With an historic transition underway to an increasingly information-based economy, organizations are investing significantly in IT innovation. While disruptions across industries have happened for a long time, the recent capability to quickly leverage technology that helps companies embrace and benefit from disruptive movements brings a significant increase of such occurrences. At every opportunity, start-ups can now develop and release expedient, pioneering solutions. Strategists at legacy businesses face the challenge to keep up with these industry transformations by developing new solutions at a break-neck pace and adopting new business models.

Strategies of Large Organizations that Meet this Challenge: 

  1. Expanding R&D capability: Typically involves an increase in research facilities by adding new equipment and skills or by building a new department within the R&D organization. This approach faces the challenge of how to innovate without bringing fresh talent into R&D.
  2. Buying innovation: Legacy companies have begun to purchase innovative companies with products instead of developing their own in-house. While acquisitions can be a good way to fill an innovation deficit, each deal is fraught with the challenge to maintain the innovative spirit of the acquired company and to avoid burdening it with non-value-added processes.
  3. Establishing independent innovation centers:  Companies increasingly create small independent groups that can cultivate a culture of innovation since they are unsaddled by the practices of the larger organization.

(I will offer some examples of such centers later in this post.)

Providing environments for team building in an independent innovation center is an important factor in improving chances for success. For example, DotLoop is a company that operated solely out of Cincinnati. When they transferred a segment of operations to Silicon Valley, founder Austin Allison stated, -The culture in Cincinnati just isn’t ideal for an entrepreneur. While he clarified the company’s intent, his comment reflects efforts by several other companies that are building a presence in Silicon Valley.

Examples of Companies Building Innovation Centers:

  1. GE (General Electric): As a conglomerate, GE has R&D facilities tied to individual business units. The increasing use of software to change business models and the ability to develop a common set of patterns can bring huge improvements to large businesses. The commonality of solution components has GE investing in a software and analytics center at San Ramon, California. The company is faced with integrating the needs of a diverse organization to develop innovative solutions, and the San Ramon facility is somewhat disconnected from the heart of Silicon Valley. Time will tell if GE will be successful in this initiative.
  2. Wal-Mart: The retail industry is facing unprecedented challenges from companies like Amazon and EBay and customers who want to purchase a wide variety of goods from home or from mobile devices. To counter this challenge, Wal-Mart launched a team known as Wal-Mart Labs in the Silicon Valley and augmented it by acquiring a string of early stage startups. The challenge that Wal-Mart faces is to combine these acquisitions to develop cohesive solutions that can fundamentally change commerce.
  3. NTT (Nippon Telephone and Telegraph): While we are familiar with large US-based companies, few know about conglomerates in Japan outside the automotive industry. After Samsung and Apple, NTT has the highest revenue in the world among technology companies and is made up of diverse divisions. With the acquisition of Dimension Data and OpSource, NTT has accumulated a strong portfolio of cloud solutions. In order to bring its strategy together, NTT announced last April the formation of NTT Innovation Institute Inc. based in San Mateo. Though still in start-up mode, support from its corporate arm will make this institute worth watching.

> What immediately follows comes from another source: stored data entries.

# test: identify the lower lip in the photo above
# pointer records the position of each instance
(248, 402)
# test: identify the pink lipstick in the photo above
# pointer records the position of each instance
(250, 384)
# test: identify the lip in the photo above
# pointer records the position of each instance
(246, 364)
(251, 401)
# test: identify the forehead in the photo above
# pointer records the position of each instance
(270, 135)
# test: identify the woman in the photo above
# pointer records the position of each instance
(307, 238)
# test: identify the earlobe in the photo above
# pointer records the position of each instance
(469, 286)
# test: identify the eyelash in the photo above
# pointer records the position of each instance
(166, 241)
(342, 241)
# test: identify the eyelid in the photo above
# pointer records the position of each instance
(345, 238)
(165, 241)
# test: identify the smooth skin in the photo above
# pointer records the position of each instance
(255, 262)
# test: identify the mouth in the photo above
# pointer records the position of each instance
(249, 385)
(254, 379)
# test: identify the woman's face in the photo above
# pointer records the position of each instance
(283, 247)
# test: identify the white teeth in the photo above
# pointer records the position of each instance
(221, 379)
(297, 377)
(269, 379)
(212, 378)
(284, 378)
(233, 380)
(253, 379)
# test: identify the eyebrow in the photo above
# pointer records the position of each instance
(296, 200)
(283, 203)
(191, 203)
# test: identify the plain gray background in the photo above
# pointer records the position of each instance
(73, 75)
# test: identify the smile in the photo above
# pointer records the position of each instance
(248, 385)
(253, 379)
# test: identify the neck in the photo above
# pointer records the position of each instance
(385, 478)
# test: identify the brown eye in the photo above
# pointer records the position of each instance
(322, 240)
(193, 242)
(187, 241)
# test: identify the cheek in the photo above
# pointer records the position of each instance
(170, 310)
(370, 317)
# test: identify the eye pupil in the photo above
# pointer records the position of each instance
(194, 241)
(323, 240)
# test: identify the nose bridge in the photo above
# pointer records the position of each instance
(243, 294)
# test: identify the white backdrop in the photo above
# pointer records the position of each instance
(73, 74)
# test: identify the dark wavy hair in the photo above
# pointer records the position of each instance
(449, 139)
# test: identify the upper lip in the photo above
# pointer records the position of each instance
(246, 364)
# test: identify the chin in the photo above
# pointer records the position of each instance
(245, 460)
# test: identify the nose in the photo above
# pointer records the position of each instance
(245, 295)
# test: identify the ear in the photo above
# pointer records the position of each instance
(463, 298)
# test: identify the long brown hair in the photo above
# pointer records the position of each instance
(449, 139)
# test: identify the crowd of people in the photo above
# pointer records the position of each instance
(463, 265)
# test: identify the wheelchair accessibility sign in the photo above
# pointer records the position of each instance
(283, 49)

Apple experienced a string of losses in the 90s that were staunched by Steve Jobs who returned to lead the company back to a dominant position in the tech sector with innovative new products. Innovation is increasingly viewed as a major component of a business strategy used to adjust to rapid change. The manner in which companies meet the challenge of rapid change depends on their cultures but incorporating strategies like those mentioned above will define the companies that succeed and those that fail.